Ambling through a foggy forest, a group of children gathered sticks and pine boughs on Feb. 20 on Sears Island, working together to build a simple shelter. Under the guidance of three educators, they selected a spot by a bubbling brook, then assembled their natural materials into a lean-to that could protect them from the cold rain and salty ocean breeze.
“Come on, Cali! Follow me!” 8-year-old Capri said to her sister as she picked up the front end of an especially large tree limb and started dragging it to the build site.
Cali scrambled after her big sister, picking up the back end of the branch with both of her mittened hands. Together, they fitted the wood into roof of the structure, then sat down on the carpet of evergreen boughs underneath and took a break.
The after-school program, running 1 to 3 p.m., was the second in a new monthly series called Science Squad, organized by Friends of Sears Island. Designed for children ages 6-12, the program will has a different theme each month, and is limited to 12 students and their parents or guardians.
“The main goal is to get kids out exploring, just to be out in nature in their local environment and learning how to be stewards of that environment,” said Ashley Megquier, outreach coordinator for Friends of Sears Island.
The program was recently funded by a $6,750 grant by the Davis Conservation Foundation, which pays for supplies, such as bug nets and craft supplies, and funds the work of the program’s organizers.
Despite the dreary weather on Feb. 20, the program was full. And several younger participants were in attendance because the particular topic — winter survival — presented activities for all ages.
The youngest participant, 2-year-old Draven Bair of Searsport, joined his four older siblings at the program, chaperoned by their parents. He managed to keep up with the big kids as they tramped through the sticky snow, searching for animal tracks and natural materials for their lean-to.
“This is educational, and it’s fun for them,” said his mother, Melissa Bair of Searsport, who homeschools her five children and sees community events like Science Squad as an opportunity for her children to get out and meet other children while learning new skills. “They love all the activities. They’re actually trying to build a shelter out of snow at home right now. They love to spend time outdoors.”
As Bair spoke, her 7-year-old son Logan Bair walked up to show her an inchworm creeping across his mitten. He then used the magnifying glass that he’d received at the beginning of the program to look more closely at the insect, which he’d found dangling from a nearby tree.
Funding for the program lasts through next December. Until that time, Science Squad will run once a month when school is in session, with a brief hiatus for summer vacation. However, Megquier plans to continue organizing kid-friendly public events on the island throughout the summer independent of the Science Squad program.
“We’re piloting this, and if it’s really successful, then hopefully we’ll find another way to fund it [moving forward] and maybe expand it,” Megquier said.
Sears Island serves as the outdoor classroom for program.
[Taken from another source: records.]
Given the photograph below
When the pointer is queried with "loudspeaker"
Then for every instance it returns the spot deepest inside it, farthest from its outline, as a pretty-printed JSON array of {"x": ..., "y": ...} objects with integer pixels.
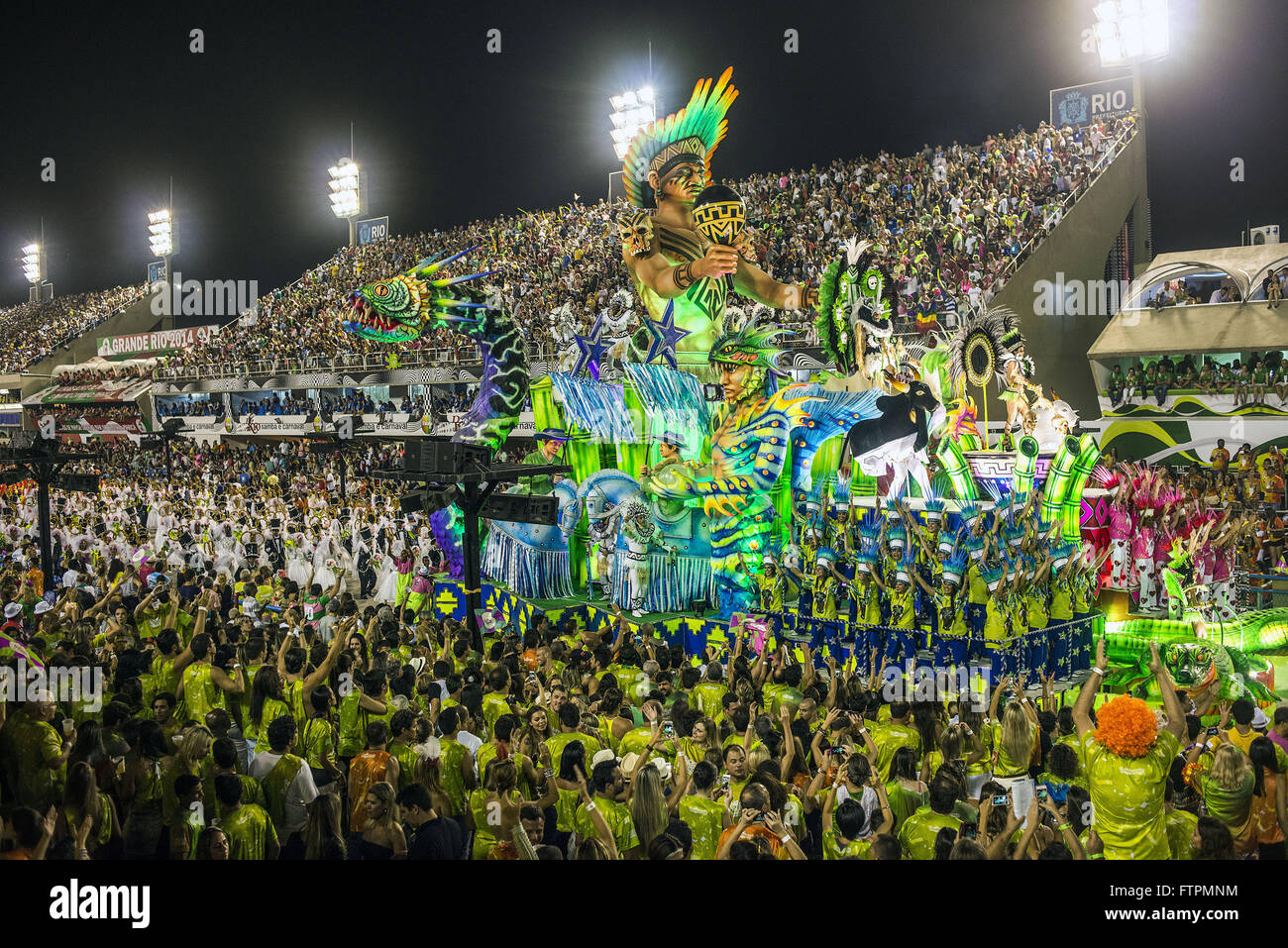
[
  {"x": 520, "y": 507},
  {"x": 425, "y": 456},
  {"x": 429, "y": 500}
]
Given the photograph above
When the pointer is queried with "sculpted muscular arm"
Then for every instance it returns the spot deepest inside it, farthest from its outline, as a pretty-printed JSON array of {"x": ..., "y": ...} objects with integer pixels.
[{"x": 670, "y": 279}]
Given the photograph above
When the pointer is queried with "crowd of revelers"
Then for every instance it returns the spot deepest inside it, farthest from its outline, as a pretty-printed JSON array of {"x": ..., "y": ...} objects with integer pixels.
[
  {"x": 31, "y": 331},
  {"x": 949, "y": 223},
  {"x": 278, "y": 682}
]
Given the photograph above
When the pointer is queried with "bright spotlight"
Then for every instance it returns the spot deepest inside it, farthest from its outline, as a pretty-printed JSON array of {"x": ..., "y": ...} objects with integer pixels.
[
  {"x": 1129, "y": 31},
  {"x": 160, "y": 233},
  {"x": 344, "y": 188},
  {"x": 632, "y": 110},
  {"x": 31, "y": 263}
]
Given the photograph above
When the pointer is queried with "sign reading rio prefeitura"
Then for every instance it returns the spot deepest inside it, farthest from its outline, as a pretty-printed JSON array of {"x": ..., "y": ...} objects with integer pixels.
[
  {"x": 1090, "y": 102},
  {"x": 143, "y": 344}
]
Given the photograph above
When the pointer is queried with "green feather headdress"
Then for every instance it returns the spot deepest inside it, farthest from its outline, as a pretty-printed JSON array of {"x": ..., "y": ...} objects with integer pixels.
[
  {"x": 692, "y": 133},
  {"x": 748, "y": 347}
]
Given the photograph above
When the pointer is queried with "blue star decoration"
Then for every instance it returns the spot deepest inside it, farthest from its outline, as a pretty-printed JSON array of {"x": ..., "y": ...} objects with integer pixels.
[
  {"x": 666, "y": 335},
  {"x": 591, "y": 350}
]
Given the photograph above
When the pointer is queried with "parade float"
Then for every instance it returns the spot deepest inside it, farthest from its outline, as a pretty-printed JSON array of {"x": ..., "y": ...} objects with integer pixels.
[{"x": 711, "y": 483}]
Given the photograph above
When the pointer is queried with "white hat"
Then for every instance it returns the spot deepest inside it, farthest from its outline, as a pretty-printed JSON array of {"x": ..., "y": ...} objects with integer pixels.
[{"x": 603, "y": 758}]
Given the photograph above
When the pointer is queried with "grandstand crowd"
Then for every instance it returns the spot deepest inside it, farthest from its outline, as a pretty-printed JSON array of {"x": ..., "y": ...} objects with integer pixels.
[
  {"x": 1252, "y": 382},
  {"x": 31, "y": 331},
  {"x": 279, "y": 685},
  {"x": 951, "y": 222}
]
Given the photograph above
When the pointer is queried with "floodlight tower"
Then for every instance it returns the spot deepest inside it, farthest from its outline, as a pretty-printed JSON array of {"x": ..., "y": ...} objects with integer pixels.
[
  {"x": 34, "y": 266},
  {"x": 346, "y": 193},
  {"x": 1129, "y": 33},
  {"x": 163, "y": 240},
  {"x": 632, "y": 110}
]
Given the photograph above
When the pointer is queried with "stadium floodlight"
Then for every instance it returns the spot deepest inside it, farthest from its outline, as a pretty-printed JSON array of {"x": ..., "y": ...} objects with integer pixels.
[
  {"x": 1129, "y": 31},
  {"x": 31, "y": 264},
  {"x": 632, "y": 110},
  {"x": 161, "y": 233},
  {"x": 344, "y": 188}
]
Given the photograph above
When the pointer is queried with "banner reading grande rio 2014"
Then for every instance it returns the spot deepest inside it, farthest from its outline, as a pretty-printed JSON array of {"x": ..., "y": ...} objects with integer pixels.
[
  {"x": 143, "y": 344},
  {"x": 1090, "y": 102}
]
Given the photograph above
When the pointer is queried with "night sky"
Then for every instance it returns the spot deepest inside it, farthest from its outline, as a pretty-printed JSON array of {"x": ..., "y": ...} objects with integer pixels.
[{"x": 447, "y": 133}]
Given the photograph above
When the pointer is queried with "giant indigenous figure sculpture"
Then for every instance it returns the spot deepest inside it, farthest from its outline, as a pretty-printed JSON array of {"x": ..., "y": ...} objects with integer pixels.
[{"x": 679, "y": 273}]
Connected to Searsport by a causeway, the 940-acre island at the head of Penobscot Bay has rich natural and cultural histories.
In 2009, after years of negotiations, approximately two-thirds of the island was conserved in perpetuity by the state of Maine, and that year, the nonprofit group Friends of Sears Island accepted responsibility for its stewardship in partnership with Maine Coast Heritage Trust.
The Waldo County Soil and Water Conservation District also has been heavily involved in mapping and documenting the island, and the district partnered with Friends of Sears Island to organize the Science Squad and other citizen science programs.
“Where we’re basically getting people of all ages to get out here and observe, record their observations of nature so we can basically get a baseline going of the biodiversity of the island,” said Aleta McKeage, technical director for the Waldo County Soil and Water Conservation District. “So it all fits a very big picture.”
Many of the Science Squad programs will align with nationwide citizen science projects, such as FrogWatch USA, which involves communities around the country reporting on the calls of local frogs and toads, and the Monarch Watch tagging program to track monarch butterflies across the United States.
But for the wintertime, when citizen science projects are scarce, Science Squad organizers thought winter survival would be a great topic for children of all ages.
“It’s kind of a lost skill,” said Nick Pottle of Swanville, a former U.S. Special Forces soldier who was helped lead the winter survival program with his mother, Serena Cole of Stockton Springs, a retired high school science teacher. “Everybody wants to go hiking nowadays, but so few know about outdoor survival if something goes wrong.”
In addition to building a lean-to, the children learned about the other necessities of outdoor survival, including finding fresh water and food, building a fire and staying warm.
“I learned a team is better than just one,” Capri said as she walked along the icy island road back to the causeway at the end of the program. “I didn’t get any of the sticks [for the lean-to], the kids just laid them in a pile and I put them on.”
The next Science Squad program, scheduled for March, will be about detecting signs of spring on the island, and the following program will be a beach clean up to coincide with Earth Day using the CleanSwell mobile app to record what type of trash they collect from the island for a database being kept by the Ocean Conservancy.
“As a parent myself, I’m really excited to see more kids programs taking off on the island,” Megquier said. “It’s been one of the things I wanted to do since I started working for Friends of Sears Island.”